Bei dem seltenen Eingriff, dem sich nach Angaben Schweizers in Deutschland jährlich nur rund 4000 überwiegend jüngere Männer unterziehen müssen, waren der Hoden und das bösartige Geschwulst über die Leiste entfernt worden. „Es gibt zwar eine Restwahrscheinlichkeit von ein, zwei Prozent, dass bei der Abschlussbesprechung noch etwas schlechtes zutage kommt“, räumte Schweizer ein. Bei Orlishausen seien aber alle Indikatoren durchweg positiv.

Der Schreck war allen Beteiligten rund um den Karlsruher Wildpark auch eine Woche nach der Operation in den Gesichtern abzulesen. Dass Orlishausen nun den Schritt in die Öffentlichkeit gegangen ist, sieht der 31-Jährige als erste Maßnahme zurück in die Normalität. „Ich fand es viel schwerer, gar nichts zu sagen. Ich habe die ganze Woche alle SMS und Anrufe geblockt, ich habe meine Familie drei Tage im Dunkeln gelassen, bis ich wusste, was die Bilder sagen“, erzählte er.

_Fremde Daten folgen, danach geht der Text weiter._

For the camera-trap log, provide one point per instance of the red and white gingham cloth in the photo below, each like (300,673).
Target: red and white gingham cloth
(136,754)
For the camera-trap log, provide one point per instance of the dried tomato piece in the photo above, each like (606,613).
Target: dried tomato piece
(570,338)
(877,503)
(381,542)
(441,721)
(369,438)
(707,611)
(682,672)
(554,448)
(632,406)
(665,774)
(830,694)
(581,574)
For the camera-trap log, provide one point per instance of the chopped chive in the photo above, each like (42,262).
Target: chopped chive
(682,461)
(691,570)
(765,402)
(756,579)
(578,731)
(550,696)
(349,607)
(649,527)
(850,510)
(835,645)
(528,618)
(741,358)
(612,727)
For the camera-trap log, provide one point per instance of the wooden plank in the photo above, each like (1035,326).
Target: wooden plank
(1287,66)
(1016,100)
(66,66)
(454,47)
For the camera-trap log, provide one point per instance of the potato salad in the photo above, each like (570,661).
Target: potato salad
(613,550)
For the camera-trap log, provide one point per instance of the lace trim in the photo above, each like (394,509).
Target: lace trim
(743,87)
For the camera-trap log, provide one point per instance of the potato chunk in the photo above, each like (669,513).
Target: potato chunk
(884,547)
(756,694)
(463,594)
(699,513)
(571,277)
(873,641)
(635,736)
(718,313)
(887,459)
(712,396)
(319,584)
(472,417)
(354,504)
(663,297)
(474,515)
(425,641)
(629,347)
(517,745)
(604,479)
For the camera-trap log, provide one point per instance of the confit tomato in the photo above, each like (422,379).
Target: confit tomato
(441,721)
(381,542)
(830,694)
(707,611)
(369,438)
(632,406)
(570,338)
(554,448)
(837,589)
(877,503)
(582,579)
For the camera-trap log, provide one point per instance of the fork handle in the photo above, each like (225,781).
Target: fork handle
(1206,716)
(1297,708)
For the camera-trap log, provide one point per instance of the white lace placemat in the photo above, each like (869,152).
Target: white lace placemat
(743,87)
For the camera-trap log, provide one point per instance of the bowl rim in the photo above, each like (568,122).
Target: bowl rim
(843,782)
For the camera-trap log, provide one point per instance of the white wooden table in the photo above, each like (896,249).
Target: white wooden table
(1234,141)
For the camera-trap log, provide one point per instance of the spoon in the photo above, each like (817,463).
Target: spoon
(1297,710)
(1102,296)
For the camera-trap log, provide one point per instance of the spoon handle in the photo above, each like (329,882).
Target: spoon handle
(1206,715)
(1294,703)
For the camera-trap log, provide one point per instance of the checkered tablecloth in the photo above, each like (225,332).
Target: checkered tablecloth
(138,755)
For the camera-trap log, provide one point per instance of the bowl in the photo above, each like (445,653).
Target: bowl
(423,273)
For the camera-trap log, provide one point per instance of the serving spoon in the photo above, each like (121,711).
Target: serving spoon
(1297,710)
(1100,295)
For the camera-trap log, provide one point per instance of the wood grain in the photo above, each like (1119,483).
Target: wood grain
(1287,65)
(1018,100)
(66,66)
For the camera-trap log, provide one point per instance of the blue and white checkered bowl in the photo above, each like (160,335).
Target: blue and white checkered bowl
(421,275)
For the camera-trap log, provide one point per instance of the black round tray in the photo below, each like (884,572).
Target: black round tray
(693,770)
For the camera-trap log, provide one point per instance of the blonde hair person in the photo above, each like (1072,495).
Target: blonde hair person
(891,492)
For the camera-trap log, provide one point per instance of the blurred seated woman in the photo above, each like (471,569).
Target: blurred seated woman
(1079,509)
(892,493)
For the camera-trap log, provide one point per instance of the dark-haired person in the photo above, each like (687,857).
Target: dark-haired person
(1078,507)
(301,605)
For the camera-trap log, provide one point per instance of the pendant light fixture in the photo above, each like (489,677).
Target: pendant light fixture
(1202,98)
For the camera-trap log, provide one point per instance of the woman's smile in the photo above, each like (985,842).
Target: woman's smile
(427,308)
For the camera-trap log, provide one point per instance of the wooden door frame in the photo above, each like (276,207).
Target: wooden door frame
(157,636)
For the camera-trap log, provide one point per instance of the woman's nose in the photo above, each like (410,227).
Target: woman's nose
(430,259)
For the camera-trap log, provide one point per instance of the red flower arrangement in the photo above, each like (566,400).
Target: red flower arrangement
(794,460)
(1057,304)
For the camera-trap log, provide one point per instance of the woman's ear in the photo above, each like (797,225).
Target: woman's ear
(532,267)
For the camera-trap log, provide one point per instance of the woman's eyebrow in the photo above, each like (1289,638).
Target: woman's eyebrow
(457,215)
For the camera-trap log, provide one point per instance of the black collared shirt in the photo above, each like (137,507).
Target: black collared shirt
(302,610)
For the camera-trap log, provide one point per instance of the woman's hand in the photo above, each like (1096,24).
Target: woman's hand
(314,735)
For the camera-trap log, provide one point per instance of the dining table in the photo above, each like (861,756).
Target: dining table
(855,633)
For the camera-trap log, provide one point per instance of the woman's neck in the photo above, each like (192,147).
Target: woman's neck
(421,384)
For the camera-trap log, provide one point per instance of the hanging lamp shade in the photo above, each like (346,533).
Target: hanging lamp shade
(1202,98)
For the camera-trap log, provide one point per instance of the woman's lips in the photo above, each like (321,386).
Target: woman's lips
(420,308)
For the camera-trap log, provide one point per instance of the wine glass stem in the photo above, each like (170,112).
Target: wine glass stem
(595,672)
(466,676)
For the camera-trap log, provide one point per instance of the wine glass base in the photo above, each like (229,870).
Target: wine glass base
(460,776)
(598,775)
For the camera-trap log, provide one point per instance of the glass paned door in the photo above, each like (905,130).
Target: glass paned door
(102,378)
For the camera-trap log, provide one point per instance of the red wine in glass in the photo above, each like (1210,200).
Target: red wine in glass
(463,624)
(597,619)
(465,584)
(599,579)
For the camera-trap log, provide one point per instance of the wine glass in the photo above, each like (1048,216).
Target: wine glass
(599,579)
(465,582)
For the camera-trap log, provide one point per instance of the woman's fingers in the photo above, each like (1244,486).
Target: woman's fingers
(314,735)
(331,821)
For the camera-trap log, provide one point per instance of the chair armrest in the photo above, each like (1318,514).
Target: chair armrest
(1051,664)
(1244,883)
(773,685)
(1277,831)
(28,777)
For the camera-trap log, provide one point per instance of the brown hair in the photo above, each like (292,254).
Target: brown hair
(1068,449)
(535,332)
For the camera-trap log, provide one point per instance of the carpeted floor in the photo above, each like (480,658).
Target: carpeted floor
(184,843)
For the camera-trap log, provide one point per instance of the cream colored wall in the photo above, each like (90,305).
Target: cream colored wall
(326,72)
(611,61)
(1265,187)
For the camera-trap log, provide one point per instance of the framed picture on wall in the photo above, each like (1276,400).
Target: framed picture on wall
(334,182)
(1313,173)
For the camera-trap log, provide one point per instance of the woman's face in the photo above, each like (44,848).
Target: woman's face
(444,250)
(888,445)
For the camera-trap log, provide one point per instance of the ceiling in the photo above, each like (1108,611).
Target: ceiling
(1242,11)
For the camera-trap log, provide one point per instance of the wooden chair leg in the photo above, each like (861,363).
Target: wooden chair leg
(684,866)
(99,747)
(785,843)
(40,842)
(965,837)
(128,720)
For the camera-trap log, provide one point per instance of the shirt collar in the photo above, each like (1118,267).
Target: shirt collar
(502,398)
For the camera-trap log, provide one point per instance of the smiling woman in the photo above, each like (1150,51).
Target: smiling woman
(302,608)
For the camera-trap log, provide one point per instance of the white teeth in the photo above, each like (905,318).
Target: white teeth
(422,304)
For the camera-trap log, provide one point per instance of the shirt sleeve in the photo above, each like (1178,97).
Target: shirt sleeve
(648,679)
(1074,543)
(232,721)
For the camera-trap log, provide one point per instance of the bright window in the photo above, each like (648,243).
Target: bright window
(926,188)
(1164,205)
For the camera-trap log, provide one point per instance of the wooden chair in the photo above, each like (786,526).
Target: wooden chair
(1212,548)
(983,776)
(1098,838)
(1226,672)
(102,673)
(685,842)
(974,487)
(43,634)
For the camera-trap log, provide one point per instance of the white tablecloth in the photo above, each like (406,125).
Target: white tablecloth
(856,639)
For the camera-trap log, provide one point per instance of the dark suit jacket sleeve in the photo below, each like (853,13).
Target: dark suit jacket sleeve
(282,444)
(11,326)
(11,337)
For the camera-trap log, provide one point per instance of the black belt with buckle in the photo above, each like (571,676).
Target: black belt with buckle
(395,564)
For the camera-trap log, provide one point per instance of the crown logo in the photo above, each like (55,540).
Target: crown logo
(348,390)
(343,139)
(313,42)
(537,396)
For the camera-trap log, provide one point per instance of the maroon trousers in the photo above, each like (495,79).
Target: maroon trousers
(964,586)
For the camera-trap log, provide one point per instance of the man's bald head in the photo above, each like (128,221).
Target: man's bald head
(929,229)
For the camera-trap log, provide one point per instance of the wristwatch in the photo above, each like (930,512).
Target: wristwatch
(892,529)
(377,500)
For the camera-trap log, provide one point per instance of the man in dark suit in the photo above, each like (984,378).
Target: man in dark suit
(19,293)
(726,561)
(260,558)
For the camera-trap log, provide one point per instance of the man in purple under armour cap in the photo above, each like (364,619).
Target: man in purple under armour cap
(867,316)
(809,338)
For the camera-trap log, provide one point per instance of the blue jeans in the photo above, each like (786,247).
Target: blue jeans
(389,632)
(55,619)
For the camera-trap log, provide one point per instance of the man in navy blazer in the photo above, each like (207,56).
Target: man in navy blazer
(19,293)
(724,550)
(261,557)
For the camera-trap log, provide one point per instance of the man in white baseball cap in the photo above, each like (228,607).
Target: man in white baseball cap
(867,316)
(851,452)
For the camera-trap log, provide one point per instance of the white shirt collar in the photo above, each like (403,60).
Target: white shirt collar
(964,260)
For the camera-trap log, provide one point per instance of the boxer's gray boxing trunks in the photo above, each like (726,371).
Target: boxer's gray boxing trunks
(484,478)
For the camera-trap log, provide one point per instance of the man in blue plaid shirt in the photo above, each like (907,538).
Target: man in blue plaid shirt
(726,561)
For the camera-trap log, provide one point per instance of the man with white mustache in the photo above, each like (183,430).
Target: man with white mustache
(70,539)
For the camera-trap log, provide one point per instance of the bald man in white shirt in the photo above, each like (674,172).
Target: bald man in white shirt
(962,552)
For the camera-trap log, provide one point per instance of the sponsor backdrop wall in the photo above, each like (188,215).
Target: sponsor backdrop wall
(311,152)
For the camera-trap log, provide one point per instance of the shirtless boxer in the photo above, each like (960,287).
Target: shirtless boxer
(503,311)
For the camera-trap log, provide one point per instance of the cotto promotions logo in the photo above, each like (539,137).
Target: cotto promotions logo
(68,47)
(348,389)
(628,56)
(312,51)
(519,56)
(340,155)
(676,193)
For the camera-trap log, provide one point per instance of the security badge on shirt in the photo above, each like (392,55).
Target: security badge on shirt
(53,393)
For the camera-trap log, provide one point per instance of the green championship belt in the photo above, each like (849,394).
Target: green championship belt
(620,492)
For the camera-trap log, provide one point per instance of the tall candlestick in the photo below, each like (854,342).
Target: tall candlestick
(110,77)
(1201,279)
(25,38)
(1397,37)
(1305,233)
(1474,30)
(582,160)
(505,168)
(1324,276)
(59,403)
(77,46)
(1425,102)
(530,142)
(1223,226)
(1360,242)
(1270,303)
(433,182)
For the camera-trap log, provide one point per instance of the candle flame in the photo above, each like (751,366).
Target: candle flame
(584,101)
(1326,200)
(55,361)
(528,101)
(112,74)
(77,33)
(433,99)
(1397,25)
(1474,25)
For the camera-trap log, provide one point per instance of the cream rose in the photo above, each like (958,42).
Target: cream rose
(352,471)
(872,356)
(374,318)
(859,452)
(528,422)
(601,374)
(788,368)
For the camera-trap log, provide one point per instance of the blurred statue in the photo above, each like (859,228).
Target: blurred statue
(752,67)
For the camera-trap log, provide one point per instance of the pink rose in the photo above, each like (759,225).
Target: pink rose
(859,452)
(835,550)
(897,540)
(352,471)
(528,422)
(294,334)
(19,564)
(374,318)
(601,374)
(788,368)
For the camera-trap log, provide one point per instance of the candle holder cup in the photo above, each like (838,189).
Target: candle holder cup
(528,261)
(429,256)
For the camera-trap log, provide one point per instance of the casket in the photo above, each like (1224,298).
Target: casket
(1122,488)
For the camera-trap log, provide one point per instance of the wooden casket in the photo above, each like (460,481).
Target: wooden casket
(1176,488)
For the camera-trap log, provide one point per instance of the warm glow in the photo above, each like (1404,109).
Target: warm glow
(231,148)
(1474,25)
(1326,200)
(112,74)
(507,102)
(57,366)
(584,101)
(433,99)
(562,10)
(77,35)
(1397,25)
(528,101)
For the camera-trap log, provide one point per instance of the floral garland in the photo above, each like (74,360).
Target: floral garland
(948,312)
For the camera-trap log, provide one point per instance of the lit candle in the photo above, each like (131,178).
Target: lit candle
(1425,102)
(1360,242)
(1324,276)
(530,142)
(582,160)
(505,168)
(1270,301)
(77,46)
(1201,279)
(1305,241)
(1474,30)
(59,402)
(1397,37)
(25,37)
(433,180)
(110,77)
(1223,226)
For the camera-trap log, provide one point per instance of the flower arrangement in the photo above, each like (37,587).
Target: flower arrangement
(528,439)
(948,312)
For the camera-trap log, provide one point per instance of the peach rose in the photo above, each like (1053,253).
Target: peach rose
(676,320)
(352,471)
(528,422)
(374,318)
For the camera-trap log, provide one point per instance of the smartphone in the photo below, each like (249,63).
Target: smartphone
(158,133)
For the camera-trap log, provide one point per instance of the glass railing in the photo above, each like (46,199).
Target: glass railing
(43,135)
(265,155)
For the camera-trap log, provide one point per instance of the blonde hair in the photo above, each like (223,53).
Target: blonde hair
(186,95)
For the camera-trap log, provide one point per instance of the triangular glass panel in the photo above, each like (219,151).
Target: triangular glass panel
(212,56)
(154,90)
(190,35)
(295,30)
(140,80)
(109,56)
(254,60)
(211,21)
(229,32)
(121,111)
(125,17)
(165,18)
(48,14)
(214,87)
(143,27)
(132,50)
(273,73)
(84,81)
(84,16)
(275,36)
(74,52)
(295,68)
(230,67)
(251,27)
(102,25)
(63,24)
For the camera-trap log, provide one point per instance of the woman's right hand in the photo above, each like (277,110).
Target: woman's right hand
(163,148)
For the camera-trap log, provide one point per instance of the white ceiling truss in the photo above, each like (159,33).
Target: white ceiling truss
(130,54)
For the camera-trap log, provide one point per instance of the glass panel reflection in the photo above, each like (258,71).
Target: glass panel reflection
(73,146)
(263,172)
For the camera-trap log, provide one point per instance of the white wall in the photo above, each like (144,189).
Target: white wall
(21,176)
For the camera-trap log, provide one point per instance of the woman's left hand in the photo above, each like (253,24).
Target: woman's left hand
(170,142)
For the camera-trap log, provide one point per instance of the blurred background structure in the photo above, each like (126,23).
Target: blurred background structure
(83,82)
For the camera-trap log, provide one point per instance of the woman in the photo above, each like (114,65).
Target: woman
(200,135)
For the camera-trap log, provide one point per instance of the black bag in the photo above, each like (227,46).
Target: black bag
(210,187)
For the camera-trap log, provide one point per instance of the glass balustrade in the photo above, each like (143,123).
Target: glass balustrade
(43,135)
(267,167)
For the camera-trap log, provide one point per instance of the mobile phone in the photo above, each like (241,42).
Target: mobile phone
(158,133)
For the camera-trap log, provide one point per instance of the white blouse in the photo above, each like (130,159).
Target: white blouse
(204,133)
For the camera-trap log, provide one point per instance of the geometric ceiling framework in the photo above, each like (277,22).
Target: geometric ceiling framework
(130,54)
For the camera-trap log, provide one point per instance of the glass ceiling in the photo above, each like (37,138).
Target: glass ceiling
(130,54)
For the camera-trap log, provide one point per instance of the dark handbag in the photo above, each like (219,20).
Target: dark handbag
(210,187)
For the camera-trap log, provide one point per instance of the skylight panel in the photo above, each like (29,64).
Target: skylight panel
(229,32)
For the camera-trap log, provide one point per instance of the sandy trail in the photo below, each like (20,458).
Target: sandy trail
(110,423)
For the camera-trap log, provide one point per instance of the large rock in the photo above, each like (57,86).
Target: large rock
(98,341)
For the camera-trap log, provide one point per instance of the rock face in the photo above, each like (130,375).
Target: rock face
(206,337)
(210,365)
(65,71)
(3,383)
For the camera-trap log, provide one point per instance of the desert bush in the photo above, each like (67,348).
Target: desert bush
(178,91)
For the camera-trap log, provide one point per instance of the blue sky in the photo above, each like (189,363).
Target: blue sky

Den Endspurt in der 2. Bundesliga wird der KSC-Keeper zwar verpassen, seinen Blick hat Orlishausen aber bereits wieder nach vorne gerichtet. „Jetzt ist alles raus. Das ist für mich kein Thema, ich habe ja nichts verbrochen. Es ist jetzt so wie es ist, ich nehme das an. Ich hatte Glück im Unglück“, sagte er.